You may soon be able to drink seawater thanks to a graphene oxide-based sieve created by a team of scientists from the University of Manchester.

A research team in the UK has come up with a graphene-based sieve which can remove salt from seawater. This breakthrough could be the solution millions of people need in order to get access to clean drinking water. It’s currently being compared to existing desalination membranes, but appears to be very promising.

The results were reported in the Nature Nanotechnology journal, and showed how the University of Manchester team, led by Dr Rahul Nair, solved some of the complex challenges that arise from using graphene oxide.

Graphene

Graphene

Interestingly, it was another team from the same university that had first isolated graphene back in 2004. In case you don’t know, graphene is a single layer of carbon atoms arranged in a hexagonal lattice, where the atoms are at the vertices of the hexagons. It has a host of unusual properties such as electrical superconductivity when coated with lithium, and also shows very high tensile strength.

Now, what’s problematic with graphene is that it’s extremely hard to make, which makes it very expensive, whereas “graphene oxide can be produced by simple oxidation in the lab”, says Dr Nair to BBC News.

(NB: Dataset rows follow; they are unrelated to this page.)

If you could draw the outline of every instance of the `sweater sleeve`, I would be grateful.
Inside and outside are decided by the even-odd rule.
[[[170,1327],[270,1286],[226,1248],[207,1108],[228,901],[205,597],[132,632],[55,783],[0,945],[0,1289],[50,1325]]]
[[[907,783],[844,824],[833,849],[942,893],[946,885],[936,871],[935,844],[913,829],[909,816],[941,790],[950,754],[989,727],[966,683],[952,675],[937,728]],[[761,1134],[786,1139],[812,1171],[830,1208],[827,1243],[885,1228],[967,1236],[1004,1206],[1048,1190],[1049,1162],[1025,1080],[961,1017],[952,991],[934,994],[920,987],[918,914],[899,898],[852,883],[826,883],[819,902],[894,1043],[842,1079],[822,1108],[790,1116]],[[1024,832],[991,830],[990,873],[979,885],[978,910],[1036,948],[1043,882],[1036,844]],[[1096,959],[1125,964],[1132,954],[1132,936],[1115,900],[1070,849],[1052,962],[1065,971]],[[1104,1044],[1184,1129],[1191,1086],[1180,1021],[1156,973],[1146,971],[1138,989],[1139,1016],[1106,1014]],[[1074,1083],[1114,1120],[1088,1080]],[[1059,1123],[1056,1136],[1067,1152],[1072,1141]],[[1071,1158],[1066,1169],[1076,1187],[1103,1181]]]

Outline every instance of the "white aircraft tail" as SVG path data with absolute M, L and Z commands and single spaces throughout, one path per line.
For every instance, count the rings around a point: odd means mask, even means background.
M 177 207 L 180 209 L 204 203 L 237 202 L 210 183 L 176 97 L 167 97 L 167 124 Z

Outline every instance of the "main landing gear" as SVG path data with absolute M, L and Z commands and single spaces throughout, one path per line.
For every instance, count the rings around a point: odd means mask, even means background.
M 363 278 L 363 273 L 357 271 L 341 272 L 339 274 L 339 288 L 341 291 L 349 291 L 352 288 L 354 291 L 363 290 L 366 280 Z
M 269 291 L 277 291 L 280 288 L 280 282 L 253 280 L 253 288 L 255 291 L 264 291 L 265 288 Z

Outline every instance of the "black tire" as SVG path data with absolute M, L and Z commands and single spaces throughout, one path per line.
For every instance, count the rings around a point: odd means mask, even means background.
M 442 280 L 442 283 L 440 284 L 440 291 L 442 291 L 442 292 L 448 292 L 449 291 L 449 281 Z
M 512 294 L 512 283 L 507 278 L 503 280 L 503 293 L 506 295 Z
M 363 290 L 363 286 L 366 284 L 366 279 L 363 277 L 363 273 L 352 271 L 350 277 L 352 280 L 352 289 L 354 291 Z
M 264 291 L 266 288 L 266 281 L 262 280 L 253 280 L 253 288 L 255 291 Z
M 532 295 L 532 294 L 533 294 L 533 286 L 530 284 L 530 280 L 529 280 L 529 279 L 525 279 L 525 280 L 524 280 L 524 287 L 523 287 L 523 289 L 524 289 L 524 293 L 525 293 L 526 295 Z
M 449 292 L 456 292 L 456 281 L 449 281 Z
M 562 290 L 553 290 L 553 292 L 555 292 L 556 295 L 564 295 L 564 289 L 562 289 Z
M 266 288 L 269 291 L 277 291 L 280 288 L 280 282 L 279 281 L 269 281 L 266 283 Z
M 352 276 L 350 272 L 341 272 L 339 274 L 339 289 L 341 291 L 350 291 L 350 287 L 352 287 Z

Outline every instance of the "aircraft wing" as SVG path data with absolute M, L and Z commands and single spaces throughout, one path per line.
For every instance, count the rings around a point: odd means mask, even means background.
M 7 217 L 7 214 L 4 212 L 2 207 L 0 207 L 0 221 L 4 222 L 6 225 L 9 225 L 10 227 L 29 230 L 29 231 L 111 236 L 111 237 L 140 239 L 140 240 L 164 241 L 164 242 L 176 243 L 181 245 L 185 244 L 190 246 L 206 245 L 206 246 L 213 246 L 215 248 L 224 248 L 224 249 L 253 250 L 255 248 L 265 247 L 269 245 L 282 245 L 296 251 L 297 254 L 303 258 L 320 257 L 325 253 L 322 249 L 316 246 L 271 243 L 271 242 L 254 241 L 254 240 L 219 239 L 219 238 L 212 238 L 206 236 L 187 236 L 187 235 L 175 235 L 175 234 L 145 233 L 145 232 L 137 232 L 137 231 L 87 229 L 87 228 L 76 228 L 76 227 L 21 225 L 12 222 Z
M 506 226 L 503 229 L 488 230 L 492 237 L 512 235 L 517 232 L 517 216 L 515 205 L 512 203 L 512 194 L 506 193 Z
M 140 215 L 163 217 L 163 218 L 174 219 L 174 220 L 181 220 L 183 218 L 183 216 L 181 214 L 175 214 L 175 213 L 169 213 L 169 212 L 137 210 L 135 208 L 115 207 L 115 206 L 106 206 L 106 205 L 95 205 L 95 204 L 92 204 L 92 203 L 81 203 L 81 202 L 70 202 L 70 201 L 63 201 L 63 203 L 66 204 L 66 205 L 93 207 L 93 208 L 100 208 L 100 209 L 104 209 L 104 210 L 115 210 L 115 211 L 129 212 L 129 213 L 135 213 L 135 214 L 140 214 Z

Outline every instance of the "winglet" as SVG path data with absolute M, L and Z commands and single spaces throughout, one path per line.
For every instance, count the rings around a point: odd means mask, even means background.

There are other challenges, and Dr Nair continues, “To make single layered graphene permeable, you’d need to drill small holes in the membrane. If the hole size is larger than one nanometre, the salts go right through the hole. So you’d have to make a membrane with a very uniform hole size for it to be useful for desalination. Which is really challenging.”

Graphene oxide membranes, however, can keep out nanoparticles much larger than water molecules, such as large salts and organic molecules, but they weren’t able to filter out sodium chloride (NaCl), until now. The team used an epoxy resin to coat the graphene oxide membranes, and voila, NaCl begone!

We hope the breakthrough means that we will see simple portable (and affordable) machines that can input sea water and output pure drinking water soon. With UN projections claiming that by 2025 14 per cent of the world’s population will face water shortages, this might go a long way in preemptively solving that problem.